Otro día de buceo y relajo en las islas Perhentian que comenzó levantándome algo después de las seis y dándome un homenaje de desayuno antes de la primera salida a bucear, que era a las ocho. Como a estas alturas soy uno de los grandes expertos del universo conocido en lo relativo a zonas de buceo en las Perhentian, se lo tienen que currar para llevarme a sitios nuevos y para el primero eligieron la Playa Romántica, en la que ya habíamos estado, pero el arrecife exterior. Al bajar, la visibilidad era increíble y la luz del sol iluminaba los corales creando un jardín submarino de fábula y ademas estábamos sólo Kib y el Elegido, con lo que mejor que mejor. La inmersión iba como la seda, todo era más de lo mismo cuando nos cruzamos, pero de lejos, con cuatro peces loro cototo verde, otra vez. Después de eso se desmelenó el tema y lo siguiente que vimos fue un tiburón que tiene una marca negra en su aleta superior, esa de las películas de miedo. Dio un par de vueltas por nuestra zona con lo que lo pudimos ver y disfrutar muy bien, debía tener un metro de largo. Es el mismo tipo que vi el día anterior, aunque no lo he contado, desde el embarcadero, ya que las anotaciones las escribo antes de cenar y como la señal telefónica desaparece por las tardes, voy al embarcadero con el teléfono y el iPad, creo una red para ambos y uso mi tarjeta prepago para mandar los correos y anotaciones, así que nunca jamás dije que mientras hacía la operación ayer, sobre las siete de la tarde hora local, vi un tiburón pasando junto a la orilla, en la misma zona en la que el día anterior había una francesa con gafas y tubo, aunque supongo que al tiburón no le gustará la carne francesa que todos sabemos que es muy mala, aunque más sabrosa que la truscolana. Recuperándonos de la emoción del tiburón vimos una raya enorme escondida debajo de una roca gigantesca que estaba basculando en su posición. La raya debía tener más de un metro de diámetro sin contar la cola. Al final resultó una inmersión de rescándalo.

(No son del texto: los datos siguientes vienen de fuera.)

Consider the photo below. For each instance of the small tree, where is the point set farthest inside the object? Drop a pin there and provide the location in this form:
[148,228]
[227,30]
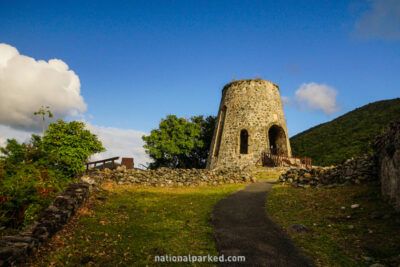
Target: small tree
[70,145]
[180,143]
[43,111]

Volvimos a tierra y para la segunda y la tercera del día las iban a combinar en un solo viaje y venían una china, pero no la china Kudeiro sino otra y un inglés con uno de esos acentos que no se le entiende nada. Fuimos a la zona que está entre las dos islas, la pequeña y la grande. La China se vistió como para ir de fiesta, se puso capas y capas de ropa para un agua que está a treinta y un grados, casi al punto ese súper-agradable del meado en la playa cerca de la orilla que tanto nos gusta a todos. La primera de esas dos inmersiones, la segunda en mi caso, era en Batu Layar. Bajamos con una boya y la profundidad máxima fue de menos de diecisiete metros. Por allí vimos cinco chocos en formación en línea, súper-chulos, los habituales bancos de barracudas, en este caso pequeñitos y después vimos un tiburón bambú durmiendo bajo una roca. En un punto determinado, estamos haciendo la gira cuando noto algo por detrás de mi, le grito al maestro de buceo y hasta él flipó con otra manada de peces loro cototo verde enorme, como de unos quince, comiendo junto a nosotros, muchísimo más cerca que la del día anterior. Fue increíble. Después de eso vimos muchos peces de este o aquel tipo pero vamos, que a nadie le importan, que está claro que el tamaño cuenta mucho. Subimos usando la misma boya que al bajar y por el camino nos encontramos con otro grupo que descendía.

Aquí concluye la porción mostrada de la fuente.